Hey everyone! I’m really hyped about the DeepSeek-V3 release, but I’m struggling to figure out the best hardware for a smooth local setup. Since it’s a massive Mixture-of-Experts model, my current RTX 3080 definitely won't cut it for that parameter count. I’m debating whether to save up for a single RTX 4090 or if I should look into a multi-GPU setup with used 3090s to stack enough VRAM for a decent quantization. I mainly want to use it for heavy coding tasks and local RAG. Does anyone have experience running V3 yet? What's the most cost-effective GPU configuration to get usable tokens per second without going into enterprise-grade hardware?
Quick question - what is ur actual budget?? I reallyyy wanna help cuz I struggled so much with VRAM lately!!
• NVIDIA GeForce RTX 4090 24GB: amazing speed but limited VRAM for DeepSeek-V3.
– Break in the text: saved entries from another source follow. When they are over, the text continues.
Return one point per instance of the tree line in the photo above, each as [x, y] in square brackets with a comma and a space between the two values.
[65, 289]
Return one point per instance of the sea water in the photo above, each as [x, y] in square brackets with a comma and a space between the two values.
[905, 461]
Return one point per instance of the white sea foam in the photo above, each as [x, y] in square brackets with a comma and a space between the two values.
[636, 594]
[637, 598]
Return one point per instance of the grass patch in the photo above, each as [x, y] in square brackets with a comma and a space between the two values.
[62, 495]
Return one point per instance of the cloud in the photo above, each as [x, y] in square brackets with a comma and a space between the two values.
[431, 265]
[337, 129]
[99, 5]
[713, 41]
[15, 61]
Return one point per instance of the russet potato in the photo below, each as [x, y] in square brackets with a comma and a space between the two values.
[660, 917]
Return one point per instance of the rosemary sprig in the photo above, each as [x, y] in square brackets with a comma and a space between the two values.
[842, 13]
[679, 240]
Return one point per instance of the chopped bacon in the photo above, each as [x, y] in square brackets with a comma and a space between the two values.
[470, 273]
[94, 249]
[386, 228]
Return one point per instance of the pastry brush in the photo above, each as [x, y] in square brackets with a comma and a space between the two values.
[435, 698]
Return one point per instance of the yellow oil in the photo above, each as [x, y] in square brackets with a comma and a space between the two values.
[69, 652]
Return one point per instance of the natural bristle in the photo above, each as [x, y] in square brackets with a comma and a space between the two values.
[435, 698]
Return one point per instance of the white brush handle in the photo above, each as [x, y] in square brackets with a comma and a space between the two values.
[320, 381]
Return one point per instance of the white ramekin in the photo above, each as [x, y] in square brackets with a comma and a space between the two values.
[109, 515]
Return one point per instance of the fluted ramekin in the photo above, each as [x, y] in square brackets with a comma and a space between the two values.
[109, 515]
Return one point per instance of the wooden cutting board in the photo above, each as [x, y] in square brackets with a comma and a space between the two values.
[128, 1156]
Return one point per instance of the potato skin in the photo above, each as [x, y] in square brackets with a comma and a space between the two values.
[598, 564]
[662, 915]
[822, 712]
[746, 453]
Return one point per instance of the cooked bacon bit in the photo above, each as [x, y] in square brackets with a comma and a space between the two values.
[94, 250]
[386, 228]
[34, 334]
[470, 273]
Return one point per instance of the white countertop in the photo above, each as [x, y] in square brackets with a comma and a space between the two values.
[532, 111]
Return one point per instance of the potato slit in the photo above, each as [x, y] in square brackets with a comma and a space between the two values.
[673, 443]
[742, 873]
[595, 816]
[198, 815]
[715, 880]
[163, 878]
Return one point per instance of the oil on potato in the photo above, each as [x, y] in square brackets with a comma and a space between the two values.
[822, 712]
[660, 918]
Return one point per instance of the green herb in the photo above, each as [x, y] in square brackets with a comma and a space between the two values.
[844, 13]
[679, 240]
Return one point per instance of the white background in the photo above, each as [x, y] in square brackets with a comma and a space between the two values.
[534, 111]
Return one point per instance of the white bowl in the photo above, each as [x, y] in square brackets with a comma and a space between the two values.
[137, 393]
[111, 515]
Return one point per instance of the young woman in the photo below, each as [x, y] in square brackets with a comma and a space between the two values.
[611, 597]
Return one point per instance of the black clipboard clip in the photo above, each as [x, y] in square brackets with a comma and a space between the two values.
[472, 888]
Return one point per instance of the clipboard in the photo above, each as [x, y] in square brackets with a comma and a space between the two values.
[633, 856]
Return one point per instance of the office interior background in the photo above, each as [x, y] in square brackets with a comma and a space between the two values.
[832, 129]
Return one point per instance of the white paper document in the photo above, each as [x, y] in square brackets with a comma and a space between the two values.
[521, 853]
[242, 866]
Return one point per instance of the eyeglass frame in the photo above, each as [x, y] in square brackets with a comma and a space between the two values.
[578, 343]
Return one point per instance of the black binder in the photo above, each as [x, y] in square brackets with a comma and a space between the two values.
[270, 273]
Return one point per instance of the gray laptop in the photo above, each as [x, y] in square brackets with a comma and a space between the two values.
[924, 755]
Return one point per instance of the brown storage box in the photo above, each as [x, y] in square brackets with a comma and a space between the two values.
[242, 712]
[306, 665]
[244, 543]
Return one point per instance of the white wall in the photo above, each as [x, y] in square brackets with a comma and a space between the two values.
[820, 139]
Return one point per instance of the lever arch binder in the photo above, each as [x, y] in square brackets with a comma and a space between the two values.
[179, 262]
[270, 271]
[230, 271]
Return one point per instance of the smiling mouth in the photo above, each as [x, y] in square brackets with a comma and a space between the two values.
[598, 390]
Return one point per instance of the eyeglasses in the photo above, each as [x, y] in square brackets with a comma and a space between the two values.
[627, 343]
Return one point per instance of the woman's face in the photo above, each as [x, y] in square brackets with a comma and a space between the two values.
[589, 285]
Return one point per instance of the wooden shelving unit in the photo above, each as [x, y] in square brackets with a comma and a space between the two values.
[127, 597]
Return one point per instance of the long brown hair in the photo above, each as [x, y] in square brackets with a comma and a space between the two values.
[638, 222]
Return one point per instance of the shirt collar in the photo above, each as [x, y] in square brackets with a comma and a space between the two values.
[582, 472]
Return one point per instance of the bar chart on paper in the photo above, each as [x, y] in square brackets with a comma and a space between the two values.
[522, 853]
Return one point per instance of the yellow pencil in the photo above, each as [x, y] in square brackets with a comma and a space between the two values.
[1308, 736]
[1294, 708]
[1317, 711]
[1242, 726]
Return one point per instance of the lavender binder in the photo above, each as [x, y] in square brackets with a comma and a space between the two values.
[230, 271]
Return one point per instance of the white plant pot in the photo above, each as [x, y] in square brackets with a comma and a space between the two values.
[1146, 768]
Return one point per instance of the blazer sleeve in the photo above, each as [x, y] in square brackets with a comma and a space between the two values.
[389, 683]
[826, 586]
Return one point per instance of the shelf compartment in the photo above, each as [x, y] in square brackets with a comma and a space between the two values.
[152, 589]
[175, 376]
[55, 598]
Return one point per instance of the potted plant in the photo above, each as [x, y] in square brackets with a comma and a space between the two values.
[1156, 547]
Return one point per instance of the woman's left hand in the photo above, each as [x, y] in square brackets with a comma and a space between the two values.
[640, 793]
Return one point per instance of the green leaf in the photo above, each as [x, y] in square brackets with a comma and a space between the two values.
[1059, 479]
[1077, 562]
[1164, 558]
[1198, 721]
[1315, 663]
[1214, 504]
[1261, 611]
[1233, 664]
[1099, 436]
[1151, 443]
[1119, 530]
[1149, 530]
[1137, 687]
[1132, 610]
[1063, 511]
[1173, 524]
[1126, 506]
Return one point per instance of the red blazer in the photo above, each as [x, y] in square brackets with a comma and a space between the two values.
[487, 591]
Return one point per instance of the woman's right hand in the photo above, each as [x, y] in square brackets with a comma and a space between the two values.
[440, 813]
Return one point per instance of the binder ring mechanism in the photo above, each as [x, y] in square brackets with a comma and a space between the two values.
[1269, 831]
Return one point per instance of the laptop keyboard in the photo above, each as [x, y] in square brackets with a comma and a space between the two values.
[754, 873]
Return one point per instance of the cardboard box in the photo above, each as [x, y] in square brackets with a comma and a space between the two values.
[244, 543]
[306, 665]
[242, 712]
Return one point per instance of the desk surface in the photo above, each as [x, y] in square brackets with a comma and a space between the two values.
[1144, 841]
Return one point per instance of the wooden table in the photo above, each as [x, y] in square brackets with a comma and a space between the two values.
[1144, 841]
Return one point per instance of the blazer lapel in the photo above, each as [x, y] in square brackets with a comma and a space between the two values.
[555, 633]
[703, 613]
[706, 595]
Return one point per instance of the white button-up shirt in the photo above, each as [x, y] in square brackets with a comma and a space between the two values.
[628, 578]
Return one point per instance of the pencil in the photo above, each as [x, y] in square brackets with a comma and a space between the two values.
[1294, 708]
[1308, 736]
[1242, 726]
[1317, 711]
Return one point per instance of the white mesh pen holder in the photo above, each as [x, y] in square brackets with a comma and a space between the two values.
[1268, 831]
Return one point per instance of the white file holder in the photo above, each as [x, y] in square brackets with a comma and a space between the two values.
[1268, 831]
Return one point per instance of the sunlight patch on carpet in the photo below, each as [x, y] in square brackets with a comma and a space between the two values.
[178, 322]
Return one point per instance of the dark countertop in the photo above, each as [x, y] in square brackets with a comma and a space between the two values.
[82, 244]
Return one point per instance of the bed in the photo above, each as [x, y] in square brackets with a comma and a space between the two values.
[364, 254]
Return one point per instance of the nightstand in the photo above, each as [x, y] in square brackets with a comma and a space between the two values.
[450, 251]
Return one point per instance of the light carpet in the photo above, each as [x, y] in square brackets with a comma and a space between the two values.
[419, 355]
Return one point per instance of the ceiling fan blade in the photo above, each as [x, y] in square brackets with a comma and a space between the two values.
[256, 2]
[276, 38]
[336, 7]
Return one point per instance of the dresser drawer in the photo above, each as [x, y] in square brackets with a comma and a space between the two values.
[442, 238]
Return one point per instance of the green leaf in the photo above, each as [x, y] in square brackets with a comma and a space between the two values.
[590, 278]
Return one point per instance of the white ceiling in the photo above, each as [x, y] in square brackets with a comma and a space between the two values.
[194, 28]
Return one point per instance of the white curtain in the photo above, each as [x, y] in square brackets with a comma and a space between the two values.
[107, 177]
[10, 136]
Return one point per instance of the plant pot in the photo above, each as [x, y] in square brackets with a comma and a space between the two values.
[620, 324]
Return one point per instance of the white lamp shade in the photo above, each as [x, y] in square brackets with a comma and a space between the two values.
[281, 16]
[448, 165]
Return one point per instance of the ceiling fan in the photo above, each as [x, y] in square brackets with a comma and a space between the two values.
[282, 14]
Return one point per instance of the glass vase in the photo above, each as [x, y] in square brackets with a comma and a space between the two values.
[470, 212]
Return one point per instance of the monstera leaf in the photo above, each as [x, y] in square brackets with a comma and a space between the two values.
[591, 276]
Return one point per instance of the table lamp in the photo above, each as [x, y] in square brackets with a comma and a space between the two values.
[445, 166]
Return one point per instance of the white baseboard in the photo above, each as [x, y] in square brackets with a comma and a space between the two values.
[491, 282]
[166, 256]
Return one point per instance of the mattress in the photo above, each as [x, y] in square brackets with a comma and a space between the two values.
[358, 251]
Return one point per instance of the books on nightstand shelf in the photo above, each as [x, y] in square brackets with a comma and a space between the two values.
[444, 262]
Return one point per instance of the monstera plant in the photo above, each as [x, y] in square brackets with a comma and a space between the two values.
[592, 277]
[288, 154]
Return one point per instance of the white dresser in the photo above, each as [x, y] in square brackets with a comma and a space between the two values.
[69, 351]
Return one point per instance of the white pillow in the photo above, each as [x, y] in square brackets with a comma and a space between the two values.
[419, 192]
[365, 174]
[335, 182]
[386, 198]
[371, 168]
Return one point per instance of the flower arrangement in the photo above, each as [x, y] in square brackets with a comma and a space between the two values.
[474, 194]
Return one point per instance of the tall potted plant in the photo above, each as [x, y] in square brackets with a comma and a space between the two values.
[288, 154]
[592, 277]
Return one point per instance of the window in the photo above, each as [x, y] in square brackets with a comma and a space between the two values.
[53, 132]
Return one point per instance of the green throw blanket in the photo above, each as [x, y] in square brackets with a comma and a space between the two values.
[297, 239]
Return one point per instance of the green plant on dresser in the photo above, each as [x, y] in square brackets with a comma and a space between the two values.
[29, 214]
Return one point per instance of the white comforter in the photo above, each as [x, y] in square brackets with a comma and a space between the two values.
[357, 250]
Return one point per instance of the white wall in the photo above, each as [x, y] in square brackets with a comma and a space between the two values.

• 2x used NVIDIA GeForce RTX 3090 24GB: way more VRAM for way less cash.
tbh VRAM is literally EVERYTHING for huge MoE models like this. peace! ✌️
just saw this! Curious about one thing: whats ur actual budget? unfortunately my NVIDIA GeForce RTX 3080 10GB had issues with quants...
• maybe look for used NVIDIA GeForce RTX 3090 24GB cards for like $700? idk
Yo, so DeepSeek-V3 is a huge Mixture-of-Experts model with over 600B parameters. Basically, that means VRAM is ur biggest hurdle. I think a single NVIDIA GeForce RTX 4090 24GB just wont cut it for a decent quant... I would suggest grabbing two or three used NVIDIA GeForce RTX 3090 24GB cards instead. Stacking them is way more cost-effective for local RAG tasks. Plus, it works way better than enterprise stuff for the price. gl!
Re: "just saw this! Curious about one thing: whats..." - yeah budget is basically the biggest hurdle for everyone right now. I was looking into some other brands to see if we could get more VRAM for cheaper but unfortunately it was a bit of a letdown.
Jumping in here with a slightly different angle. Before you go down the multi-GPU rabbit hole, what's your case and PSU situation like? Stacking cards sounds easy until you realize you need a 1600W unit and a blower-style setup to keep things from melting in a standard mid-tower. I've been doing some market research on how these MoE models scale, and there's basically a brand split you should consider. If you stick with Team Green, stacking used NVIDIA GeForce RTX 3090 24GB cards is the only practical route because the NVIDIA GeForce RTX 4090 24GB is just too VRAM-limited for the price when dealing with a 600B+ model like V3. The pros are obviously top-tier CUDA support and speed, but the cons are the massive power draw and heat. Alternatively, if you're open to other brands, looking at a Apple Mac Studio M2 Ultra with 128GB+ of unified memory is actually a legit move for local RAG. Pros: it handles the massive memory requirements of DeepSeek-V3 way easier than a consumer PC, and it's silent. Cons: the tokens per second wont touch a multi-GPU NVIDIA rig. Ngl, for heavy coding where you need the context window, that unified memory is a game changer. Are you married to the PC ecosystem or would you consider a Mac for the VRAM overhead?